The tragedy in Benghazi might or might not have been preventable, and it is conceivable that it might not have been possible to save the men who died fighting off the terrorists. But shouldn’t we have tried? The President rightly defended bringing home Sargent Bergdahl, regardless of the facts surrounding his capture by the Taliban. Why, then, was nothing attempted to save those Americans who died on the roof of the CIA annex fending off terrorists/attackers?
All of the subsequent events, after the attack, were driven solely by politics. Like a hot potato, blame for politicizing the tragedy was almost immediately laid off on Republicans.
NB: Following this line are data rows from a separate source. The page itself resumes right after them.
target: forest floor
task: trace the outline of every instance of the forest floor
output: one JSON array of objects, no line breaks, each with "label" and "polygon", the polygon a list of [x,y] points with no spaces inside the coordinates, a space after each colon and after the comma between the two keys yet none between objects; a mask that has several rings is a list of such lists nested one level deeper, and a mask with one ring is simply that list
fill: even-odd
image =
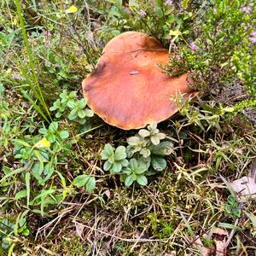
[{"label": "forest floor", "polygon": [[[255,16],[244,0],[2,1],[0,255],[256,255]],[[109,125],[83,96],[127,31],[199,91],[157,128]]]}]

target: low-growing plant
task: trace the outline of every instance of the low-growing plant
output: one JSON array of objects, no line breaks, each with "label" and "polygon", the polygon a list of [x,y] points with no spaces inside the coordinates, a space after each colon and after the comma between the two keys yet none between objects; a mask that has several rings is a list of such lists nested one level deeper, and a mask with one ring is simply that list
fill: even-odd
[{"label": "low-growing plant", "polygon": [[239,204],[236,201],[235,197],[231,195],[229,195],[227,201],[228,202],[225,206],[225,214],[236,219],[241,214],[241,211],[239,208]]},{"label": "low-growing plant", "polygon": [[127,138],[126,148],[119,146],[115,149],[110,144],[106,144],[101,153],[102,159],[105,160],[104,171],[120,174],[120,180],[127,187],[134,182],[146,185],[146,176],[165,170],[167,164],[164,156],[173,152],[172,143],[160,142],[166,138],[166,135],[160,132],[155,122],[147,128],[141,129],[136,136]]},{"label": "low-growing plant", "polygon": [[118,173],[122,171],[123,167],[128,166],[126,151],[124,146],[119,146],[117,148],[114,148],[110,144],[106,144],[101,155],[102,159],[106,160],[103,166],[105,171]]},{"label": "low-growing plant", "polygon": [[77,121],[80,125],[84,125],[86,119],[92,117],[94,113],[86,108],[87,101],[84,98],[80,100],[76,99],[77,93],[71,91],[69,94],[67,90],[61,93],[61,99],[57,99],[52,107],[49,108],[50,111],[56,111],[55,117],[59,119],[67,110],[67,108],[71,109],[67,118],[69,120]]}]

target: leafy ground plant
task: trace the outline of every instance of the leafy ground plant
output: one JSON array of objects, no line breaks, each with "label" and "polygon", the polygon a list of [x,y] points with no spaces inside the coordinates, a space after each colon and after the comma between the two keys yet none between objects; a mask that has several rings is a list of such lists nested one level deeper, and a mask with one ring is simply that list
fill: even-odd
[{"label": "leafy ground plant", "polygon": [[[254,255],[254,16],[249,0],[0,2],[0,254]],[[126,31],[203,90],[140,131],[81,91]]]}]

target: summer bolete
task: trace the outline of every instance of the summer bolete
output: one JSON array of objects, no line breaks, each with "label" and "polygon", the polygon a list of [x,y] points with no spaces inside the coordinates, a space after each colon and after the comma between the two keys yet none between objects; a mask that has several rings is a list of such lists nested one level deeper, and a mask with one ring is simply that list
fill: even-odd
[{"label": "summer bolete", "polygon": [[168,119],[177,112],[172,97],[177,92],[194,94],[187,73],[171,77],[162,72],[160,65],[168,60],[168,50],[148,35],[128,32],[115,37],[83,81],[88,105],[107,123],[124,130]]}]

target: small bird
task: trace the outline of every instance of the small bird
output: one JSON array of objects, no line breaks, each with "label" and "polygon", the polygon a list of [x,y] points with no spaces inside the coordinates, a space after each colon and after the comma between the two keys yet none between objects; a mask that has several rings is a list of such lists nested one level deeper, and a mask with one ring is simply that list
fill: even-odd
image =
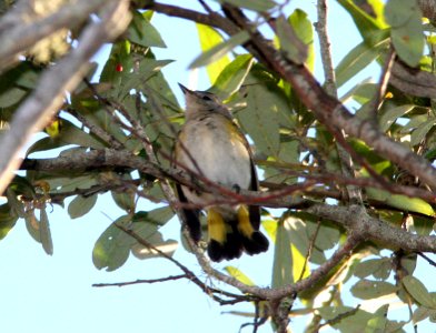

Certainly it is true that blunders on the part of one Party cause schadenfreude on the part of the other. But the question remains: why were Americans lied to? Perhaps Representative Trey Gowdy (R-SC) and his committee investigating Benghazi will uncover the truth. I hope so. But rare is the politician who admits of wrongdoing.
Nevertheless, the timing of the capture was curious. A couple of weeks ago, Mr. Gowdy held a press conference during which he quoted the President as having said a year ago that bringing those responsible for the attack to justice was his top priority. Mr. Gowdy reminded the press that Mr. Obama had referred to Benghazi as a “phony scandal;” that Secretary of State Hillary Clinton had asked, “What difference, now, does it make?” And that Jay Carney once said, “Benghazi happened a long time ago.” At that same news conference Mr. Gowdy shamed the media for not asking the questions he was asking. Is it not possible that the arrest of Ahmed Abu Khattala was linked to the political fallout from Congressman Gowdy’s press conference? The Administration surely had to be seen as doing something.
I am pleased that Mr. Abu Khattala is in custody, but I give little credit to the President who should have done this twenty months ago. In my opinion, the military is right in interrogating him and I hope the information they get is useful. But I suspect Mr. Abu Khattala knows that American justice is quite different from what he is used to in Libya and he will tell us very little. He knows that in New York he will be Mirandized and that he will have his day in court.
Personally, I would rather he had been taken to Guantanamo and tried before a military tribunal. And, if justice is served, he would be found guilty and executed by firing squad – a far more humane punishment than he would have inflicted on one of ours had roles been reversed.